See? I introduced seven shady types in 60 words.
You want to read what happens next, don't cha?
The trick is to trigger the reader's imagination to fill in the details.
To add to what justkt said, there's no reason why characters who have known each other for years and years wouldn't "comment" on each other's character traits - in fact, those are precisely the kind of characters who would. Maybe not directly to one another, but at least in their thoughts and actions. Something like (from George's POV): "George picked up the check. He always paid for dinner, because Fred was a miserly bastard." (Kind of bad writing, but it's just an example.)
Just because George has this thought about Fred doesn't mean he doesn't like Fred, but it does show George's attitude toward Fred on this particular matter, and it also tells us something about Fred.
As justkt said, that's not the only way to "introduce" characters or help your reader learn more about them - but don't let the fact that your characters know each other well stop you from writing their thoughts on each other and commenting (gossiping, even) on one another. The truth is, friends and family are far more likely to do this accurately - acquaintances and strangers can only give impressions, which may not be accurate at all.
A lot of how you do this depends most upon whether you've chosen Third-Person Limited, Omniscience, First-Person, etc. If it's Third-Person Limited, then we're always going to see everyone else through the eyes of one person (even if the viewpoint changes from chapter-to-chapter) and we'll be much closer to that characters attitude and his view of the others. If it's Omniscience, then you have room to move around from person-to-person, giving us a broader sweep of thoughts and attitudes, but at the expense of not letting the reader get too close to any one character. It's up to you, and whatever best serves your story.

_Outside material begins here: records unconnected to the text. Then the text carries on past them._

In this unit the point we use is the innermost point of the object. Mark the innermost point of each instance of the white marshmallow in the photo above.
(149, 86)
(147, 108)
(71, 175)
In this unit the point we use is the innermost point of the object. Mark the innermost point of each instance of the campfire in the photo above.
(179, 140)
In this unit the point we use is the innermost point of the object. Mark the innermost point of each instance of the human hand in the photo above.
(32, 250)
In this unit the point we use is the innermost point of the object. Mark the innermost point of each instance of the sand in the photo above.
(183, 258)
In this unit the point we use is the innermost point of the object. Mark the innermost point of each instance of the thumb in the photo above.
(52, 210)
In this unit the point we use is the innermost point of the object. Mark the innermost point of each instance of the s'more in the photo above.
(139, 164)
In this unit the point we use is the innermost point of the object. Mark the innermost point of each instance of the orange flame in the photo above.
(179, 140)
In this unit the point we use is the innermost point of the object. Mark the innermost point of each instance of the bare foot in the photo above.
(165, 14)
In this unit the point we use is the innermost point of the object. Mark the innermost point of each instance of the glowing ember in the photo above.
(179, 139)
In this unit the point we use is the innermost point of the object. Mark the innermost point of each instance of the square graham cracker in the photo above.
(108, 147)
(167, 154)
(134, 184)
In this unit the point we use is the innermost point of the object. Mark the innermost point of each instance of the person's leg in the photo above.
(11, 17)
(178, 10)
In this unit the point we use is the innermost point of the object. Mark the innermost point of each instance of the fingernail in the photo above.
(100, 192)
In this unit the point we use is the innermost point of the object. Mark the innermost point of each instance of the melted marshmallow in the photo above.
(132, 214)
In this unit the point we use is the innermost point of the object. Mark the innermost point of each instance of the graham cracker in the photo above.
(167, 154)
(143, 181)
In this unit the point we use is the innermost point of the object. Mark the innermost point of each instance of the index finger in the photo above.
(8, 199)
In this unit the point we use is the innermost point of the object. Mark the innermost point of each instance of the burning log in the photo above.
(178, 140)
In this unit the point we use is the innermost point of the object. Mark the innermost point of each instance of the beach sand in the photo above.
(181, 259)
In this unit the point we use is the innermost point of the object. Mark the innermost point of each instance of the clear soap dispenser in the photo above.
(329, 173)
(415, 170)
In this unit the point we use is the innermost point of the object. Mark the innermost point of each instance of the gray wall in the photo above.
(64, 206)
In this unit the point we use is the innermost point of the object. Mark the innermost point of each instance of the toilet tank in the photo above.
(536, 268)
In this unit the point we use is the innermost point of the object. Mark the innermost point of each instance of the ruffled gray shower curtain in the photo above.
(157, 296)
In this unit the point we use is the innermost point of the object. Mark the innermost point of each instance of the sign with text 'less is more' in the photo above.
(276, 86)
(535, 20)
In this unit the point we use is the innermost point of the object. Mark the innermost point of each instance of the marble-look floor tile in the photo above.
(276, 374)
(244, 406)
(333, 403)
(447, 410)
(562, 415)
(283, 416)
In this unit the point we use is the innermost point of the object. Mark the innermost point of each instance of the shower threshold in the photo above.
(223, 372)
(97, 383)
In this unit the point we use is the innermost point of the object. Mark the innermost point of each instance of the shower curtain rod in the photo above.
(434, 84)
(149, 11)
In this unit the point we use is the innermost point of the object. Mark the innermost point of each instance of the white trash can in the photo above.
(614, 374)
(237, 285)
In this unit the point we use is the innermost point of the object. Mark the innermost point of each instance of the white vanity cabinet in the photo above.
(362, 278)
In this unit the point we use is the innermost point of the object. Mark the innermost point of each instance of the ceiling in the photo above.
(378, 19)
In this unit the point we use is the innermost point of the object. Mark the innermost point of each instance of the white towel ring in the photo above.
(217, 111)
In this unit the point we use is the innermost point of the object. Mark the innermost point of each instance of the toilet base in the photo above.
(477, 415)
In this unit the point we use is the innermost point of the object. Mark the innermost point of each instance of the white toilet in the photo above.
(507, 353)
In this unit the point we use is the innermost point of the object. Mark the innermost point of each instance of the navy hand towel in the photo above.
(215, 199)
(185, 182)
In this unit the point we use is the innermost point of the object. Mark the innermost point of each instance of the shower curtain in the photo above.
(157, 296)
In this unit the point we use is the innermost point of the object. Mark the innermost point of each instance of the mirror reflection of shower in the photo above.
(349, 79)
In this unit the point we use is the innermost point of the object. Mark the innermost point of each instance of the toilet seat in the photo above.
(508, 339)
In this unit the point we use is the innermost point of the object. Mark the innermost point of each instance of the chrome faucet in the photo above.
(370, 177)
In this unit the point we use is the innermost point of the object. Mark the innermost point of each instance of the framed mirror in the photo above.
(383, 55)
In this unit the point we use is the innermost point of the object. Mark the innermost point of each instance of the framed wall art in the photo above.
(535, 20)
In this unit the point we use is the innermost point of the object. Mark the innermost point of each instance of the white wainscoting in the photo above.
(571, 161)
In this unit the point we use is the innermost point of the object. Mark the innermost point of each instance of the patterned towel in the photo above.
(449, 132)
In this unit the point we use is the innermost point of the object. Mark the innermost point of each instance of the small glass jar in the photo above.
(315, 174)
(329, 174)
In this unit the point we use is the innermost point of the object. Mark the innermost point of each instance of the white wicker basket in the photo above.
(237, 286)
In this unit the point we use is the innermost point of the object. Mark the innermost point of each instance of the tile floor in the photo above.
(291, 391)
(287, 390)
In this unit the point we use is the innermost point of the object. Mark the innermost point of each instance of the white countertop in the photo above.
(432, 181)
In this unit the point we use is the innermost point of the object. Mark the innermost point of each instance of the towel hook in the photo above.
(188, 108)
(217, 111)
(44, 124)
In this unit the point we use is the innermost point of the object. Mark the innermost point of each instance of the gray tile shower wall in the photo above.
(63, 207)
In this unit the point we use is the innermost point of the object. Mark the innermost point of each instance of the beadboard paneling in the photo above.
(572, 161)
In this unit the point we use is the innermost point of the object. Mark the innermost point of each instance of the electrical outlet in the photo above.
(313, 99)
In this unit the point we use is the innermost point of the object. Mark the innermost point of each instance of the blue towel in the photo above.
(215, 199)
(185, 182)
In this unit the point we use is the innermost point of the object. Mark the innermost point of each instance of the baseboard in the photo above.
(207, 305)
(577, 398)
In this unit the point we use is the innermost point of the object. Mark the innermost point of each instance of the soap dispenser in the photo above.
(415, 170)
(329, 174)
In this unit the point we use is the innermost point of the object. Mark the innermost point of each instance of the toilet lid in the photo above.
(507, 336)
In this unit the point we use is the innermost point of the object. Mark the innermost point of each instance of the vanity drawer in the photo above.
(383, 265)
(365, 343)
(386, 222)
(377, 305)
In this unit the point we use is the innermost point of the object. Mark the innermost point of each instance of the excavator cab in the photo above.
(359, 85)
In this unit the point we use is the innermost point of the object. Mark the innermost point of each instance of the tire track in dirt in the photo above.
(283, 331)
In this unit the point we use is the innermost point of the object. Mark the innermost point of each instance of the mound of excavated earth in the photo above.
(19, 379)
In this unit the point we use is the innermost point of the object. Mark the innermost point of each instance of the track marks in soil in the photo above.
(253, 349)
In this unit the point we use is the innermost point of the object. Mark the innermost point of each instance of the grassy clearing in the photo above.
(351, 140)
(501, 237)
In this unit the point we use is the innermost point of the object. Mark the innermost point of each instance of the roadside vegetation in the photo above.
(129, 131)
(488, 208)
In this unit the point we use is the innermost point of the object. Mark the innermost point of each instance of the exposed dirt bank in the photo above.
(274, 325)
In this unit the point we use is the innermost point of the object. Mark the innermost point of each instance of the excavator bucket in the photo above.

There is no need for the characters to remark on each other's traits because your prose should be showing those traits as the story moves along. You already do some showing in He dropped it from his flipper. The same kind of showing can be used to illustrate an angry character:
The lug wrench clanged to the floor as Jerry dropped it from his flipper. Jerry's whiskers sank. Bob glared at Jerry and began shaking. "You," he enunciated, "never manage anything, now do you? Do you?"
There is also no need, when introducing a posse of characters, to introduce them in a group. Introduce your group naturally as your story moves along. One way to do this is have the characters in several scenes involving large groups. Victorian novels with their world-building focus, did this often. For example in The Age of Innocence Wharton starts in a crowded opera house, introducing characters as they look at each other across boxes and move into boxes to visit. Additional characters are introduced via Old New York gossips sharing tidbits about supposed shady dealings or at dinner parties as they naturally show up and are included in the circle.
A modern novel involving a close knit group is Then We Came to the End. Set in the first person plural, this novel about most people in an office being fired has a setting where it is natural for characters to ruminate on each other (who is going to be fired next?). It also shows - from it's unusual point of view - different people at different times, since it can jump into any member of the "we."
Your reader doesn't need to know all the pertinent details about the character right away. When a character detail is needed, show the person acting that way, or have someone's dialog show the action.